We have worked together in many ways. Signed an agreement of cooperation between Russia and NATO. Served with Russian troops in Bosnia and Kosovo. But while we are no longer adversaries, we are not yet real allies. Therefore, for them as well as for us, maintaining strategic stability increases trust and confidence on both sides. It reduces the risk of confrontation. It makes it possible to build an even better partnership and an even safer world.
Now, here's the issue: NMD, if deployed, would require us either to adjust the treaty or to withdraw from it -- not because NMD poses a challenge to the strategic stability I just discussed, but because by its very words, ABM prohibits any national missile defense.
What we should want is to both explore the most effective defenses possible, not only for ourselves, but for all other law-abiding states, and to maintain our strategic stability with Russia. Thus far, Russia has been reluctant to agree, fearing I think, frankly, that in some sense, this system or some future incarnation of it could threaten the reliability of its deterrence and, therefore, strategic stability.
Nevertheless, at our summit in Moscow in June, President Putin and I did agree that the world has changed since the ABM Treaty was signed 28 years ago, and that the proliferation of missile technology has resulted in new threats that may require amending that treaty. And again, I say, these threats are not threats to the United States alone.
Russia agrees that there is an emerging missile threat. In fact, given its place on the map, it is particularly vulnerable to this emerging threat. In time, I hope the United States can narrow our differences with Russia on this issue. The course I have chosen today gives the United States more time to pursue that, and we will use it.
President Putin and I have agreed to intensify our work on strategic defense, while pursuing, in parallel, deeper arms reductions in START (Strategic Arms Reduction Treaty) III. He and I have instructed our experts to develop further cooperative initiatives in areas such as theater missile defense, early warning and missile threat discussions for our meeting just next week in New York.
Apart from the Russians, another critical diplomatic consideration in the NMD decision is the view of our NATO allies. They have all made clear that they hope the United States will pursue strategic defense in a way that preserves, not abrogates, the ABM Treaty. If we decide to proceed with NMD deployment we must have their support, because key components of NMD would be based on their territories.
The decision I have made also gives the United States time to answer our allies' questions and consult further on the path ahead.
Finally, we must consider the impact of a decision to deploy on security in Asia. As the next President makes a deployment decision, he will need to avoid stimulating an already dangerous regional nuclear capability from China to South Asia. Now, let me be clear: no nation can ever have a veto over American security, even if the United States and Russia cannot reach agreement; even if we cannot secure the support of our allies at first; even if we conclude that the Chinese will respond to NMD by increasing their arsenal of nuclear weapons substantially with a corollary, inevitable impact in India and then in Pakistan.

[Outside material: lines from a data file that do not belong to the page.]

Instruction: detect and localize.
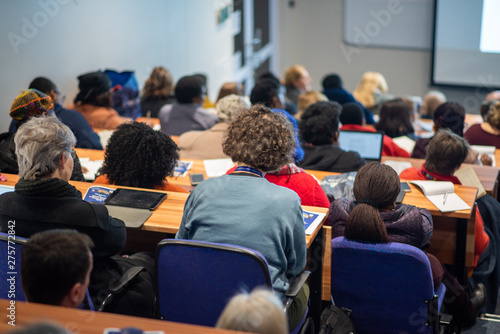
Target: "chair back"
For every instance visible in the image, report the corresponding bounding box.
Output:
[331,237,439,333]
[156,239,272,326]
[0,232,27,301]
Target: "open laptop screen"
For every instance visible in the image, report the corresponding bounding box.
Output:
[339,131,384,162]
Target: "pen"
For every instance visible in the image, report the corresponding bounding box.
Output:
[443,193,448,205]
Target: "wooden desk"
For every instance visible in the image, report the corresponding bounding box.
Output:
[322,184,477,301]
[0,299,234,334]
[0,174,328,248]
[380,156,500,198]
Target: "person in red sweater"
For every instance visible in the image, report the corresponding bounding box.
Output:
[399,129,490,267]
[340,102,410,158]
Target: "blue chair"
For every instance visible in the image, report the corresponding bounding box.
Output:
[331,237,446,334]
[0,232,27,302]
[156,239,312,332]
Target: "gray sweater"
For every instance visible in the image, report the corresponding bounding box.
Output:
[176,174,307,298]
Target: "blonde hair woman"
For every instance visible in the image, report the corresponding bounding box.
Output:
[352,72,389,109]
[215,289,288,334]
[141,66,175,117]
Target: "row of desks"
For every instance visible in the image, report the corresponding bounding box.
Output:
[0,299,238,334]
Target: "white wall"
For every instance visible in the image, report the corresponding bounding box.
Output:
[0,0,233,133]
[278,0,488,113]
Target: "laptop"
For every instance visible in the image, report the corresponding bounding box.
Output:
[339,130,384,162]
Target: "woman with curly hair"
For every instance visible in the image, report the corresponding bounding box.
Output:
[94,122,188,192]
[141,66,175,117]
[176,105,309,328]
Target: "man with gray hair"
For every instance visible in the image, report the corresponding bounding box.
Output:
[0,116,154,317]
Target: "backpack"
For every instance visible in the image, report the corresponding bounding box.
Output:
[319,305,357,334]
[89,253,158,318]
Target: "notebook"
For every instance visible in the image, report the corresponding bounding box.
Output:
[339,130,384,162]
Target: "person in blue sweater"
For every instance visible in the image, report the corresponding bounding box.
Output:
[322,74,375,124]
[9,77,102,150]
[176,104,309,328]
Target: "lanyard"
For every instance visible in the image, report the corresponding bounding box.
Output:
[234,166,264,177]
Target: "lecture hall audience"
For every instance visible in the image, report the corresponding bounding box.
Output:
[0,89,85,181]
[178,94,250,159]
[340,102,410,158]
[176,105,309,328]
[73,72,133,130]
[0,116,155,317]
[141,66,175,118]
[328,163,486,328]
[94,122,188,193]
[158,75,217,136]
[299,101,366,173]
[21,229,94,308]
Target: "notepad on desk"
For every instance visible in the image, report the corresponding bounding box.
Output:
[303,210,326,235]
[203,159,234,177]
[410,181,471,212]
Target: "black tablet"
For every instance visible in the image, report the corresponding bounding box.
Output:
[104,188,167,210]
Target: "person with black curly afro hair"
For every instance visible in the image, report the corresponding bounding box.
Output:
[94,122,188,192]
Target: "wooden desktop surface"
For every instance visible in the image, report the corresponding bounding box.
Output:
[322,184,477,301]
[0,174,328,248]
[0,299,237,334]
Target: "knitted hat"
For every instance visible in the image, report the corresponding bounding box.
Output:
[75,72,111,104]
[9,89,54,121]
[215,94,250,123]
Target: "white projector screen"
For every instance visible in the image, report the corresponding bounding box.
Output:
[431,0,500,89]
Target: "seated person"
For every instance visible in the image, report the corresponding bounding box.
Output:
[299,101,366,173]
[399,129,489,267]
[322,74,375,124]
[284,65,312,115]
[464,102,500,149]
[411,102,492,166]
[419,90,446,119]
[0,89,85,181]
[375,98,419,140]
[215,82,244,101]
[0,116,155,317]
[158,75,217,136]
[9,77,102,150]
[176,105,309,328]
[293,90,328,121]
[340,102,410,158]
[141,66,175,118]
[73,72,133,130]
[328,163,486,327]
[178,94,250,159]
[94,122,188,193]
[215,289,289,334]
[21,230,94,308]
[352,71,392,114]
[250,78,291,108]
[29,77,102,150]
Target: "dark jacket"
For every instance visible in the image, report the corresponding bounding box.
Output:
[328,198,433,248]
[298,145,366,173]
[0,178,127,257]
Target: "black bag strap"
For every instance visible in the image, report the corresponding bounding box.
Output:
[97,266,146,312]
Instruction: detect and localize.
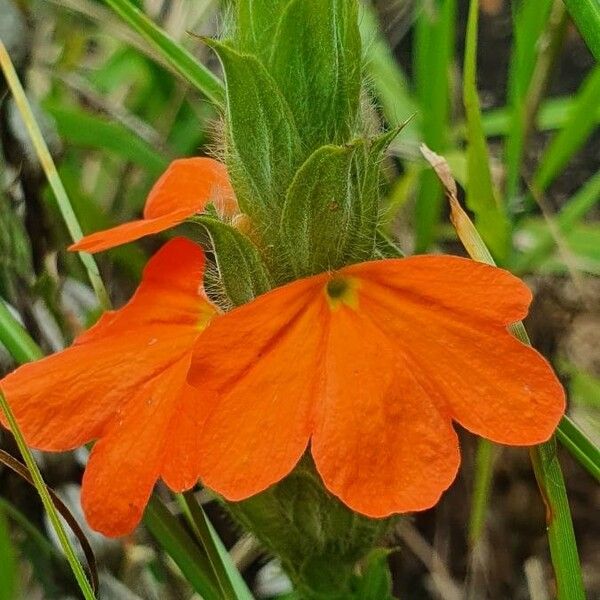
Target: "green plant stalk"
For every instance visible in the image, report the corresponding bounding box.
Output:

The next President may nevertheless decide that our interest in security in 21st century dictates that we go forward with deployment of NMD. But we can never afford to overlook the fact that the actions and reactions of others in this increasingly interdependent world do bear on our security. Clearly ,therefore, it would be far better to move forward in the context of the ABM Treaty and allied support. Our efforts to make that possible have not been completed. For me, the bottom line on this decision is this: because the emerging missile threat is real, we have an obligation to pursue a missile defense system that could enhance our security."